Crops fighting heat too
VIDALIA — It’s hot.
And while the heat can make a person walking to the mailbox feel tired and dehydrated, the area’s crops are actually handling the late summer sizzler days OK.
“We had a lot of hot, dry weather, but I don’t think we will have the disaster we had in 2009,” Concordia Parish Extension Service Director Glen Daniels said.
Most crops seem to be holding up OK, and Daniels said rice has done extremely well in the heat.
“The rice is cutting really well,” he said. “I rode the combine with the farmers down at Angelina (Plantation), and some of that rice was 200 bushels (per acre) at green weight.

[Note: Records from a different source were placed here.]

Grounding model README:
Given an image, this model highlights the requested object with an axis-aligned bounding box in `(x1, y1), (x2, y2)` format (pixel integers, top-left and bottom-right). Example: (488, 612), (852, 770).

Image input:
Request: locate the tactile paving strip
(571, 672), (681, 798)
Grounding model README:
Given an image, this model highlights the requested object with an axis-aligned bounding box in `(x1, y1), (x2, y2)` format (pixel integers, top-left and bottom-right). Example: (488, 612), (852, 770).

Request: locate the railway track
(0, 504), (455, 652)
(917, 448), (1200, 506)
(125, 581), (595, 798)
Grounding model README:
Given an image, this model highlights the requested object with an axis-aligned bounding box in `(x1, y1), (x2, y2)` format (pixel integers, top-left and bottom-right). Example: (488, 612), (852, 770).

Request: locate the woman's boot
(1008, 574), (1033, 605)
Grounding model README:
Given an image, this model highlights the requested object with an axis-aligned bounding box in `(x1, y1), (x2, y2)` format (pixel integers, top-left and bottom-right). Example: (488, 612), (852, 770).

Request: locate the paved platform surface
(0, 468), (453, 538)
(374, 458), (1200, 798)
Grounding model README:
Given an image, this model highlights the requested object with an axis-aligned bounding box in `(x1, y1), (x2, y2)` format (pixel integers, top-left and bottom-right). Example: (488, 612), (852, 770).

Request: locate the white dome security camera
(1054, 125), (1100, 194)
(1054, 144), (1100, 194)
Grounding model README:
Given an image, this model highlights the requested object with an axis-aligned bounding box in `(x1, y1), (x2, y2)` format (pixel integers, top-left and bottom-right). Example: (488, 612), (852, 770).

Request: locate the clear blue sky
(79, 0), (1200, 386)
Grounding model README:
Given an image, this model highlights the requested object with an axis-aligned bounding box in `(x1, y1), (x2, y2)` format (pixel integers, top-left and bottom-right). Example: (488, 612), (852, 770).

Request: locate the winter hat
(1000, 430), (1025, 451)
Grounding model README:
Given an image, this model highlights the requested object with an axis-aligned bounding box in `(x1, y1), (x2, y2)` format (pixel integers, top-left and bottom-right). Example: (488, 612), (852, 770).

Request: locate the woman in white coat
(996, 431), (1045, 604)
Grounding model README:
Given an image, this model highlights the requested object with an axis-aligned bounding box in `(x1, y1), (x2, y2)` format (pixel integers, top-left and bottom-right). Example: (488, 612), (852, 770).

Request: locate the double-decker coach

At dry weight — once they’ve dried it out — it will probably be something like 170 bushels.”
Soybeans are also faring well despite the intense summer heat.
“I don’t think this dry hot weather will affect the beans as much as the corn,” Daniels said. “The lowest yield I have heard for soybeans was 40 (bushels per acre) and the highest was 55.”
Early corn did not fare well, though, and it’s coming in at 40 to 50 bushels per acre.
“The thunderstorms and rain helped the late corn push up to 120 to 130 bushels an acre,” Daniels said.
The extension service director said that after this year’s loss of early corn, he expects to see the parish farm infrastructure develop a little more in the years to come.
“The irrigated corn hasn’t really suffered, and I think (this year) will drive some farmers to put in some irrigation,” he said.
With irrigation comes other issues, however, and Daniels said some farmers who sank irrigation wells have had wells that have started pumping salt water, which can damage plants and crop yields.
The extension service is conducting soybean variety tests to determine which varieties can best tolerate salt, he said.